La guerre civile a aussi ses annales ; je voudrais ne pas être obligé d’ajouter qu’elle a eu, comme la guerre étrangère, ses gloires. César et Pompée firent assaut de manœuvres habiles : l’évacuation de Brindes par Pompée est assurément un des mouvemens les mieux combinés dont l’histoire fasse mention. Un port barré, une ville infidèle, un ennemi prêt à escalader les murs, tels sont les obstacles dont il fallait triompher. Pompée s’échappa cependant de la place investie avec vingt cohortes, sans même laisser à César le moyen de le suivre. La facilité avec laquelle les anciens transportaient le théâtre de leurs opérations d’un rivage à l’autre aurait lieu de nous surprendre si nous ne savions que, pour eux, l’instrument de transport était en même temps l’instrument de débarquement.

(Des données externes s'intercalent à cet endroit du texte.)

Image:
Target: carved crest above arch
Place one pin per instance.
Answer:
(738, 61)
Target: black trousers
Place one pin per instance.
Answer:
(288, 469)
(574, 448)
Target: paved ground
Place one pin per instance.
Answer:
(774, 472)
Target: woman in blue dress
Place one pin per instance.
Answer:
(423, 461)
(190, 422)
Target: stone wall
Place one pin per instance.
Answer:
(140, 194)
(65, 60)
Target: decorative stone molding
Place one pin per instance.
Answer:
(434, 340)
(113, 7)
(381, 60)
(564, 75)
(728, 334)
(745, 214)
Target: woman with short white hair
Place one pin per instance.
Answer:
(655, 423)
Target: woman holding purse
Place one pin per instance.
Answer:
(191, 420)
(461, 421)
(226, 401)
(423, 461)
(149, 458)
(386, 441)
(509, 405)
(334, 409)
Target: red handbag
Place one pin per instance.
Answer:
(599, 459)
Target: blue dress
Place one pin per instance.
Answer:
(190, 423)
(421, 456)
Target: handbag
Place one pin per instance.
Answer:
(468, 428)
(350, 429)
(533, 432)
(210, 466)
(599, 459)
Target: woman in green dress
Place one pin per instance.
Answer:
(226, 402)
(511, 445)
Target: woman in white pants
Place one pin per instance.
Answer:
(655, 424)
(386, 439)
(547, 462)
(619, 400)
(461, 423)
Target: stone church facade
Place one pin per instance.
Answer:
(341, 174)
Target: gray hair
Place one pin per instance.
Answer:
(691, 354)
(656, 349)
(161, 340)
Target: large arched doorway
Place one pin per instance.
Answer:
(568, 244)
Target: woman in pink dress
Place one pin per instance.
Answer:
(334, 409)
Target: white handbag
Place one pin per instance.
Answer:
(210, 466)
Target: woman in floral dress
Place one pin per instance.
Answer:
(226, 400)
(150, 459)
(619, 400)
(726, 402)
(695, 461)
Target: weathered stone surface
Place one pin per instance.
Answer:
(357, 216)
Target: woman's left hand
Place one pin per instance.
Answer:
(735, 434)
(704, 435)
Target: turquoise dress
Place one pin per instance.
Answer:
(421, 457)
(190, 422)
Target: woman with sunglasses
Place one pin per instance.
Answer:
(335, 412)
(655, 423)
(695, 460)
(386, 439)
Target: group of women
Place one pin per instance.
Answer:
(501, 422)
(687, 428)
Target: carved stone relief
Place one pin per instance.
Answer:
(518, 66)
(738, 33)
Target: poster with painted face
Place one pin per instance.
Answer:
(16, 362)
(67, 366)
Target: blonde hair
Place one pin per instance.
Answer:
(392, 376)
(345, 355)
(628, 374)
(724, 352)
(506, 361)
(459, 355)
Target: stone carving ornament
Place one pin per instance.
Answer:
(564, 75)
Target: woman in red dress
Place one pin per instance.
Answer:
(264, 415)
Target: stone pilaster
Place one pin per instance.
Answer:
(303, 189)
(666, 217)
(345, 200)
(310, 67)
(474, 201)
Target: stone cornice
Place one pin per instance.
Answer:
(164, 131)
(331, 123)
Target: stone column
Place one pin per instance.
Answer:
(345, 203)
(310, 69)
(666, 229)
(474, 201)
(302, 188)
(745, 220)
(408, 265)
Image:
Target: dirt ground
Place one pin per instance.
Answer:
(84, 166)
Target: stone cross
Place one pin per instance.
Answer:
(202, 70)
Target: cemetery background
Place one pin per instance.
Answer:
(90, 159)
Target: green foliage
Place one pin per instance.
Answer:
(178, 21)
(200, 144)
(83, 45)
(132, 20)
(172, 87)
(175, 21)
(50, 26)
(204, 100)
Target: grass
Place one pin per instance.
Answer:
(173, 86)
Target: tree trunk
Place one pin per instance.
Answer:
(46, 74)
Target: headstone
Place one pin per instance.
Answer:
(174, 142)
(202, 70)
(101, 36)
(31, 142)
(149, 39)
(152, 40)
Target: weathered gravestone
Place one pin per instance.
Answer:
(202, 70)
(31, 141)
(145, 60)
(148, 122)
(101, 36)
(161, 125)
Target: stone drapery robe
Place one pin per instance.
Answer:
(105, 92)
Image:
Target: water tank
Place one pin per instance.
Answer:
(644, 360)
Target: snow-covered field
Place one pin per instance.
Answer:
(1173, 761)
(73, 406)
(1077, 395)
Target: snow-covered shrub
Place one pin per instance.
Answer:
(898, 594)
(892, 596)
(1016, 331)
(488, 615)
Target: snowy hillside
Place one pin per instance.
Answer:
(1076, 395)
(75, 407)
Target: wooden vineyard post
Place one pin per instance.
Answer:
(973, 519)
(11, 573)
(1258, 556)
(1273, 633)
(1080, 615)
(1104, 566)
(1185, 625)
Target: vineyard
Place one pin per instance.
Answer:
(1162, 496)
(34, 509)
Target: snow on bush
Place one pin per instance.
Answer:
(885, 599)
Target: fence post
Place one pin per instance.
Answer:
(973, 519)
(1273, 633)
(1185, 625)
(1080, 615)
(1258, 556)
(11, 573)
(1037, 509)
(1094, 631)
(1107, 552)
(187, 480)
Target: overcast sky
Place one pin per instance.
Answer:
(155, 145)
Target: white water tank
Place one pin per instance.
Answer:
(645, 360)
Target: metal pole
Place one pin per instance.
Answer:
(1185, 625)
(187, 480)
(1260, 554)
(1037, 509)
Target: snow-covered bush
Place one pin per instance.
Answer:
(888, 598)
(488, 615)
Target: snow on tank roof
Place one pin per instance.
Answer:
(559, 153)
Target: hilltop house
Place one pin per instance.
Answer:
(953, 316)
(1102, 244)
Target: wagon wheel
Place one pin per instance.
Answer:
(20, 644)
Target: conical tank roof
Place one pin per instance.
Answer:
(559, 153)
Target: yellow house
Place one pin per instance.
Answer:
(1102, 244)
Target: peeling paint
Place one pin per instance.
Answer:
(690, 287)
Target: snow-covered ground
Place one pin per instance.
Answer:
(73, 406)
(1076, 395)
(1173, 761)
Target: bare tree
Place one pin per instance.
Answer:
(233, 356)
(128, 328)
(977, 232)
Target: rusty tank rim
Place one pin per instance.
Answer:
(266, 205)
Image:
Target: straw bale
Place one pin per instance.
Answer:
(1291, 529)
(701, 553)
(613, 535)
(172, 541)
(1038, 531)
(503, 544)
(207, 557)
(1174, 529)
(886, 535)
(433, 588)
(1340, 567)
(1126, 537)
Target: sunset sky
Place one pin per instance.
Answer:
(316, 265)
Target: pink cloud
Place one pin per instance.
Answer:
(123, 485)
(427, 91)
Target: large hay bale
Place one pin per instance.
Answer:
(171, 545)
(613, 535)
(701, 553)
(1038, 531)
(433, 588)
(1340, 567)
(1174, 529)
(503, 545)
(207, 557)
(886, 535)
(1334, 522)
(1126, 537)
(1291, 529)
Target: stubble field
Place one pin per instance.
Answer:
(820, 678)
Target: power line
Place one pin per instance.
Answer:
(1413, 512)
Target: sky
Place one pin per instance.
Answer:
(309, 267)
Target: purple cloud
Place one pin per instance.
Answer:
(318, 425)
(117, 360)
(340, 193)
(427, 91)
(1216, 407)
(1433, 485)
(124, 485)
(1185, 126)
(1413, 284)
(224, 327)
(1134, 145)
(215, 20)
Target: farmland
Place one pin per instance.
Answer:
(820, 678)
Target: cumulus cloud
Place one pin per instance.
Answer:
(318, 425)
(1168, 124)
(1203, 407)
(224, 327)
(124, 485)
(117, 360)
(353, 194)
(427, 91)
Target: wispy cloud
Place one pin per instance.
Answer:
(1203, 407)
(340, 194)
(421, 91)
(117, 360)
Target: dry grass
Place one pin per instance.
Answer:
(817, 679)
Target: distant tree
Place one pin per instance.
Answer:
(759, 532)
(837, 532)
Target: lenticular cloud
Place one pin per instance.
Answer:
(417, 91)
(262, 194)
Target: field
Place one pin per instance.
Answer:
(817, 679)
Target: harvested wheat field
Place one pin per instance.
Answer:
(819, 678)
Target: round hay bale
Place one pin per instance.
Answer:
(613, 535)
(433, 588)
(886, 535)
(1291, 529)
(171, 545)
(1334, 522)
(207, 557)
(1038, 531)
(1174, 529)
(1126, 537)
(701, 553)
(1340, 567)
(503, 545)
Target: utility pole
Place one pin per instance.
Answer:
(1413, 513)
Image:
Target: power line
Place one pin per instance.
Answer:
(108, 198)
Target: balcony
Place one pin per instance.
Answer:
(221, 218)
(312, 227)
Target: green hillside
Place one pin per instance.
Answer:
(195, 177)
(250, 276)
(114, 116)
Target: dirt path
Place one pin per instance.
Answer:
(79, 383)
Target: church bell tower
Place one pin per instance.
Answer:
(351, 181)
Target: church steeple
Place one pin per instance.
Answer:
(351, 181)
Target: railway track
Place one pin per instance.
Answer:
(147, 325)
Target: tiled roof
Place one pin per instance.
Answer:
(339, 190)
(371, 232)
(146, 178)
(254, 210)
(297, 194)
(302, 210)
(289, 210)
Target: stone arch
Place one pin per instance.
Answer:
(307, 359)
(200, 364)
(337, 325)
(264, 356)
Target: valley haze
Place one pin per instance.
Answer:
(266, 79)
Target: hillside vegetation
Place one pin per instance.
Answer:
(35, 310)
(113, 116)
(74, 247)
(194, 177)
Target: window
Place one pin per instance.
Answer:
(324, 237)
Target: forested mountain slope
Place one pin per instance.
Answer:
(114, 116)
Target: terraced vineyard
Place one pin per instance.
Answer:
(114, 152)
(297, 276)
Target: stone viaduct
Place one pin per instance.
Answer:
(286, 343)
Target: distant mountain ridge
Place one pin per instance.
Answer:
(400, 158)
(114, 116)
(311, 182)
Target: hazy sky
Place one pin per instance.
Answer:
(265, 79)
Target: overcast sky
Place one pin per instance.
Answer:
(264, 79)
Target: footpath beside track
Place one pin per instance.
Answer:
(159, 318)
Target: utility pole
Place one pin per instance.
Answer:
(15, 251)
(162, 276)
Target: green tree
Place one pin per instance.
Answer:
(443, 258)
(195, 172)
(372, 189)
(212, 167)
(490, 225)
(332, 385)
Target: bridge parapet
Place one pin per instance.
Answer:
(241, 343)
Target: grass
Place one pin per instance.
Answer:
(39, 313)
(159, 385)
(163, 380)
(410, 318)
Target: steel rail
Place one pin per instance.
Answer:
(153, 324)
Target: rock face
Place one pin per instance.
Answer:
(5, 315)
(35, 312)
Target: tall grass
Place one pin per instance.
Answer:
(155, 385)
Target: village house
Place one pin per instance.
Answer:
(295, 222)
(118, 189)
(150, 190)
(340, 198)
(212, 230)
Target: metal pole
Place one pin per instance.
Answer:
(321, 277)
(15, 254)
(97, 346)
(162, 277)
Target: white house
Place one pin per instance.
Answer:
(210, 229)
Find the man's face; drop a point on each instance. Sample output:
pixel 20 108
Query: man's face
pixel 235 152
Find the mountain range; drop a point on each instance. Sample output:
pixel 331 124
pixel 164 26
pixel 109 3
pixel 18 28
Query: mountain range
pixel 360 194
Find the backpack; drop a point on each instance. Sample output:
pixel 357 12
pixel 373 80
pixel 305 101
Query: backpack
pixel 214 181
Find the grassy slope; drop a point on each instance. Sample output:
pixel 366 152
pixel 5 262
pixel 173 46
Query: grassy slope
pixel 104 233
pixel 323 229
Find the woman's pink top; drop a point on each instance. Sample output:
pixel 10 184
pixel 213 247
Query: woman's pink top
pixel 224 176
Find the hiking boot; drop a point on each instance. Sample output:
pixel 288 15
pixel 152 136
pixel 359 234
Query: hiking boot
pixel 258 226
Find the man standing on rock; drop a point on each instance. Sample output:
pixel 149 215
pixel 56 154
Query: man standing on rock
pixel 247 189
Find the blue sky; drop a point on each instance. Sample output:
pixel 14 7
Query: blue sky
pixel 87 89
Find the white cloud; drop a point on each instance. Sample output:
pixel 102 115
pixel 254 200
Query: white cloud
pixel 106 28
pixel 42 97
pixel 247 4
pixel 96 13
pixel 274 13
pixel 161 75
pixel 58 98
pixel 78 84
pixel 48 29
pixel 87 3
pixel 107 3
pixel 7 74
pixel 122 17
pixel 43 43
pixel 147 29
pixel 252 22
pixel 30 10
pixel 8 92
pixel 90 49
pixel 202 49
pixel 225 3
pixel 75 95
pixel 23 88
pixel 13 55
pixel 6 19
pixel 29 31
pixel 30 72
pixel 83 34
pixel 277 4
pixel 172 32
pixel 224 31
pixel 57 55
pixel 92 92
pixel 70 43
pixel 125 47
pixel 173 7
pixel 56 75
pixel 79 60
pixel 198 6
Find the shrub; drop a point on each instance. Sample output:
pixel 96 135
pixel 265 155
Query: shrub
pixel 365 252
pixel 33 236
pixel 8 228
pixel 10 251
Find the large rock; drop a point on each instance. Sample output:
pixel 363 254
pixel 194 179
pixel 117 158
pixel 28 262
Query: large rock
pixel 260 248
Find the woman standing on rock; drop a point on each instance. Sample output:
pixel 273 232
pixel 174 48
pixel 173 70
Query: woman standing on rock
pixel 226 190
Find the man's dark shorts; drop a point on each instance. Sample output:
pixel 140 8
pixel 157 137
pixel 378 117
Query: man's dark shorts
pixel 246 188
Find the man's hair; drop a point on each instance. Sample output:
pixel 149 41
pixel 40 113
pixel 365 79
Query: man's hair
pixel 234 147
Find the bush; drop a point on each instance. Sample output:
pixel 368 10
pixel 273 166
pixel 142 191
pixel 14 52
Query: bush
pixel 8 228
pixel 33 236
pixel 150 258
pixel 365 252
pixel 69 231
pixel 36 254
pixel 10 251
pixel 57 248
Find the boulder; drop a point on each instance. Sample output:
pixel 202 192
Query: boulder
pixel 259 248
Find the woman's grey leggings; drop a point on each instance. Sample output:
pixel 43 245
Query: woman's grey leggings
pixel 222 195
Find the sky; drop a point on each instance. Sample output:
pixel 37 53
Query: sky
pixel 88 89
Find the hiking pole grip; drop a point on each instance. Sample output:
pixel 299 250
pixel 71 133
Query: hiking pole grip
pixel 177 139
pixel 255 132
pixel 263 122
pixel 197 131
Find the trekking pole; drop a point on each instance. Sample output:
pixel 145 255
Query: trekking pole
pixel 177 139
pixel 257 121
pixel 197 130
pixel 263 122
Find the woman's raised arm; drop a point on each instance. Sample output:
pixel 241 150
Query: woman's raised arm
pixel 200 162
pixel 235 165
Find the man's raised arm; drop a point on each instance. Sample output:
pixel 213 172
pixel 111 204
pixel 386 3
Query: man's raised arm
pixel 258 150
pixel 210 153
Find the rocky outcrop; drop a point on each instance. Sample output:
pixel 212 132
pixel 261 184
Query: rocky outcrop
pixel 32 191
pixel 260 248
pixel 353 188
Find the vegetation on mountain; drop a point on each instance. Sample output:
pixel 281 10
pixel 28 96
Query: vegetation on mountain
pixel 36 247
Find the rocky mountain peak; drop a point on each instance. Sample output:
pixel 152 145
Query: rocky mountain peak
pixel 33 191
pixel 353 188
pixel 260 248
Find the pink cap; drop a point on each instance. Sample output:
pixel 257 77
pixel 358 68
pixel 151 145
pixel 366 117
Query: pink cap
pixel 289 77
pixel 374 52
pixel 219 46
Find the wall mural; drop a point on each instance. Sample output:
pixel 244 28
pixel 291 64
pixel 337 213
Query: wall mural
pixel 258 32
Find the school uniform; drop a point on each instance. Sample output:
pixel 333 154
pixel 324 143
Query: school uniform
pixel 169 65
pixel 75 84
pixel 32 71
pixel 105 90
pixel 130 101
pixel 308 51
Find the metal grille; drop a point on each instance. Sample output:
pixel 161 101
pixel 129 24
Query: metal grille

Lorsqu’éclatèrent les premiers démêlés entre Octave et Antoine, les efforts d’Octavia, femme d’Antoine et sœur chérie d’Octave, réussirent un instant à rapprocher les deux triumvirs. Une entrevue eut lieu dans le golfe de Tarente : Antoine, toujours confiant, toujours chevaleresque, ne songeant qu’à dompter les Parthes, eut l’imprudence d’échanger, contre deux légions que son rival lui céda, cent galères et vingt brigantins. Il donnait ainsi au neveu de César ce qui lui manquait : une flotte de guerre. À dater de ce jour, son arrêt fut signé. Le monde a beau être vaste ; il est trop étroit pour deux ambitieux. Octave, de retour à Rome, n’a plus d’autre pensée que de soulever le peuple contre Antoine. Il connaît la puissance de l’opinion publique et ne néglige rien pour la mettre de son côté.